Just imagine. Imagine being a 15 year old girl, newly engaged to a man… planning a wedding, a life, and dreaming of what would be. Then it all swirls into oblivion in a matter of moments. An angel arrives at the door, invites himself in, and interjects “Hello, favored one!” He then informs Mary that she is not only favored, but that God has chosen her to have His son, the Messiah, the Savior. Imagine the whirlwind of thoughts and emotions that must have danced and warred within her consciousness. Mary was a learned woman. She knew the scriptures. She knew what the Messiah was… a deliverer, a savior, a redeemer. She knew the prophecies of his life. She knew God in a way that caused Him to choose her. She knew.
Mary had attended meetings in the synagogue where the leaders had read the prophecies of the Messiah. She knew he would be spat on and struck, disfigured by extreme suffering, widely rejected by all people, and die despite his unfailing willingness to carry the transgressions of all of humanity. She knew.
She knew all of this, and yet she chose to say yes. “I am the Lord’s servant. May it be as you have said.” Did Jesus suffer and die for our sins? Most assuredly. Did Mary also suffer for our sins? Yes, and just as willingly as Christ did.
The only other power greater than a mother’s love is that of Christ’s love for us. I cannot comprehend the anguish Mary must have felt as she gazed into the brown eyes of her first born son knowing that he must suffer as he would. That as she welcomed him into this world, the joy she felt in holding him was shrouded in grief, knowing her time with him to be limited. Watching him grow strong and tall, lean and muscular, knowing that his life was not to be like that of his brothers. Knowing that he wasn’t hers at all.

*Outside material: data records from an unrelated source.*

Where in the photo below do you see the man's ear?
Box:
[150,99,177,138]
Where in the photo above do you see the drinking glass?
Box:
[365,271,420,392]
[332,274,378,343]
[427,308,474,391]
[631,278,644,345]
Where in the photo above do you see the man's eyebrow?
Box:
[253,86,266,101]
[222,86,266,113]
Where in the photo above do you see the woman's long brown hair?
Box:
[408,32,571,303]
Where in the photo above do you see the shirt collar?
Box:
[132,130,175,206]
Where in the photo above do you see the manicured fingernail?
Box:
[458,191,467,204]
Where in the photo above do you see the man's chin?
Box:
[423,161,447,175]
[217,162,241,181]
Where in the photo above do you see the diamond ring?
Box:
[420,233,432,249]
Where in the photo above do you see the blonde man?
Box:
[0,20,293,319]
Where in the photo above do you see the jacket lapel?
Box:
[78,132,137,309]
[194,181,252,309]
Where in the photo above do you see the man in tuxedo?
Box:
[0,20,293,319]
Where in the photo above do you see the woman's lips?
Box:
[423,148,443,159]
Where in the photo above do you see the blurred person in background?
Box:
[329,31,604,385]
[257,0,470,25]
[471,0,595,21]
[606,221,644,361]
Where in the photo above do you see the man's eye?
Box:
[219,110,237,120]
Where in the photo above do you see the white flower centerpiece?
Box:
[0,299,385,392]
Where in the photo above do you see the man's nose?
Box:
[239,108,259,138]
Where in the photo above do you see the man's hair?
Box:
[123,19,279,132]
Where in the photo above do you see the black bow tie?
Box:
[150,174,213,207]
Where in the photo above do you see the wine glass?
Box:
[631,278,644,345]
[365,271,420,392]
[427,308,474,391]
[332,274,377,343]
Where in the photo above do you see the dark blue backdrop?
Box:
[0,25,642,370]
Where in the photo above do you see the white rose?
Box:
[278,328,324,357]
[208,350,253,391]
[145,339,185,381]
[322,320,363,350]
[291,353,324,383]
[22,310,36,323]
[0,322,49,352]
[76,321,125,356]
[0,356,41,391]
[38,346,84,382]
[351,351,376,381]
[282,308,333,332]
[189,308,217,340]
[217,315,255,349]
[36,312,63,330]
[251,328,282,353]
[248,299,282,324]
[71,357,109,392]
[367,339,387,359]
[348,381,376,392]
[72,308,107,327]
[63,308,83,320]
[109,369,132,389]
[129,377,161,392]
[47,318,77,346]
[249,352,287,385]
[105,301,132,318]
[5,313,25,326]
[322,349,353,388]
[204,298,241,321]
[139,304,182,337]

Despite it all, she knew, and she was willing. Just as her son knew what was to come, and yet He also was willing.
Because she knew something else… that despite the agony she felt in those three days’ time, she would once again wrap her arms around her son. The anguish of waiting, fighting against those inevitable doubts, the endless war between grief and anticipation… she knew it would end. She knew he would come back to her. That she would embrace her child whom she adored on levels no other mother could understand. She knew, just as she had always known. And that is why she was willing.